Wil's head snapped up. Is this how it begins? "When? How?"
"Less than ten minutes ago. Three bullets in the head.... I'm sending you the details."
"Any evidence who —"
She grimaced, but by now she accepted that what she sent was not immediately part of his memory. "Nothing definite. My security at North Shore has been thin since we switched things around this afternoon. He sneaked out of the Peacer base; not even his own people noticed. It looks like he was trying to board a trans-sea shuttle." The only place that would take him was Town Korolev. "There are no witnesses. In fact, I suspect that no one was on the ground where he was shot. The slugs were dumb exploders, New Mexico five-millimeters." Normally those were pistol-fired, with a max accurate range of thirty meters; who did the killer think he was fooling? "The coincidence is too much to ignore, Brierson. You're right; the enemy must have bugs in my system."
"Yeah." For a second he wasn't listening. He was remembering the North Shore picnic, the withered man that had been Kim Tioulang. He was as tough as anyone Wil had ever met, but his wistfulness about the future had seemed real. The most ancient man in the world... and now he was dead.
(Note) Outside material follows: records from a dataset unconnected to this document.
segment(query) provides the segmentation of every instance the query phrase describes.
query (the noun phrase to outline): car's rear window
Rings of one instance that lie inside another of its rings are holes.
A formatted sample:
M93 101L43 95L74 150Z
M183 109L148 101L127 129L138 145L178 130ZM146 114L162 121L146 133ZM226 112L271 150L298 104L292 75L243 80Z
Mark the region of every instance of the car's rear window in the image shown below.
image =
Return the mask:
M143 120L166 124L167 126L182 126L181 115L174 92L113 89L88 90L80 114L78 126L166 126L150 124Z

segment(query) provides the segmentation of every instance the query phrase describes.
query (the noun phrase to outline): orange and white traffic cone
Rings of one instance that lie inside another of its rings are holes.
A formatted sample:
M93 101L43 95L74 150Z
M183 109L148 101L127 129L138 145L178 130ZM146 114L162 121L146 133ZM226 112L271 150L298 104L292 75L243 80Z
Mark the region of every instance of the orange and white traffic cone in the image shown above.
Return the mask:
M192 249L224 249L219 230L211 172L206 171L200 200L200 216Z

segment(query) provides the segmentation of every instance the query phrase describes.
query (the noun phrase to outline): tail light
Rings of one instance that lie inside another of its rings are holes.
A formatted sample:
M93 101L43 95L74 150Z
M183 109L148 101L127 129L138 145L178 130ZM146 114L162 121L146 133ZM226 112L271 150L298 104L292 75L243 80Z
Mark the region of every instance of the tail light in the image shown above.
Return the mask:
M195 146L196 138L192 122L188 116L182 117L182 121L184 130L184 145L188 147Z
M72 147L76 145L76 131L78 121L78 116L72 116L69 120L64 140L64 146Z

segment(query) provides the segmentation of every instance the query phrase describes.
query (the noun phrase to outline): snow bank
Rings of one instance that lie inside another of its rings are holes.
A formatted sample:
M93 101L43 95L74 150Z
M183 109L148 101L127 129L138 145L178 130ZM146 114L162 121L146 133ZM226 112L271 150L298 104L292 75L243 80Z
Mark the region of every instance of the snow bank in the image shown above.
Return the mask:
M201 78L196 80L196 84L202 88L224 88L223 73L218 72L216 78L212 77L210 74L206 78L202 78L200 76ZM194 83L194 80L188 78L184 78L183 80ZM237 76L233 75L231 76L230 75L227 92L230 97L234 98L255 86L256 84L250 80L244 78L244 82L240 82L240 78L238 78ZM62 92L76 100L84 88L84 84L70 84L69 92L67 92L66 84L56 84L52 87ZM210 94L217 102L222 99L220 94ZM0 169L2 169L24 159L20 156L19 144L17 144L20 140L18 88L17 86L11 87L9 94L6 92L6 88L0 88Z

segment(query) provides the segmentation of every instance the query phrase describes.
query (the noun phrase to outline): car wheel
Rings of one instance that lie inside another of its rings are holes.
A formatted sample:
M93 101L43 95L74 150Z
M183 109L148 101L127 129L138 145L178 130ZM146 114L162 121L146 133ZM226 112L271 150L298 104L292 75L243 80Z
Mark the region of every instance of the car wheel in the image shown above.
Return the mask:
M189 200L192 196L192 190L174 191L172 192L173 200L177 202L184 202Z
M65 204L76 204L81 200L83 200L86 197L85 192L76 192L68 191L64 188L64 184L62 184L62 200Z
Why? What had he been trying to tell them? He looked up at Yelén "Since this afternoon, have you noticed anything special with the Peacers? Any evidence of high-tech interference?"
"No. As I said, I can't watch as closely as before. I talked to Phil Genet about it. He hasn't noticed anything with the Peacers, but he says NM radio traffic has changed during the last few hours. I'm looking into that." She paused. For the first time, he saw fear in her face. "These next few hours we could lose it all, Wil. Everything Marta ever hoped for."
"Yes. Or we could nail the enemy cold, and save her plan.... How are things set for tomorrow?"
His question brought back the normal Yelén. "This delay cost us the advantage of surprise, but it also means we're better prepared. Della has an incredible amount of equipment. I knew her expedition to the Dark Companion made money, but I never imagined she could afford all this. Almost all of it will be in position by tomorrow. She'll land by your place at sunup. It's all your show then.
"You're not coming?"
"No. In fact, I'm out of your inner-security zone. My equipment will handle peripheral issues, but... Della and I talked it over. If I-my system-is deeply perverted, the enemy could turn it on you."
"Hmm." He'd been counting on the dual protection; if he'd guessed wrong about one of them, the other would still be there. But if Yelén herself thought she might lose control.. . "Okay. Della seemed in pretty good form this afternoon."
"Yes. I have a theory that under stress the appropriate personality comes to the surface. She's driftiest after she's been by herself for a while. I'm talking to her right now, and she seems okay. With any luck, she'll still be wearing her cop personality tomorrow."
After Yelén signed off, Wil looked at the stuff she was sending over. It grew much faster than he could read it, and there were new developments all the time. Genet vas right about the NMs. They were using a new encryption scheme, one that Yelén couldn't break. That in itself was more of an anachronism than polka-dot paint or antigrav volleyballs. Under other circumstances, she would have raided them for it, and diplomacy be damned.... Now she was stretched so thin that all she could do was watch.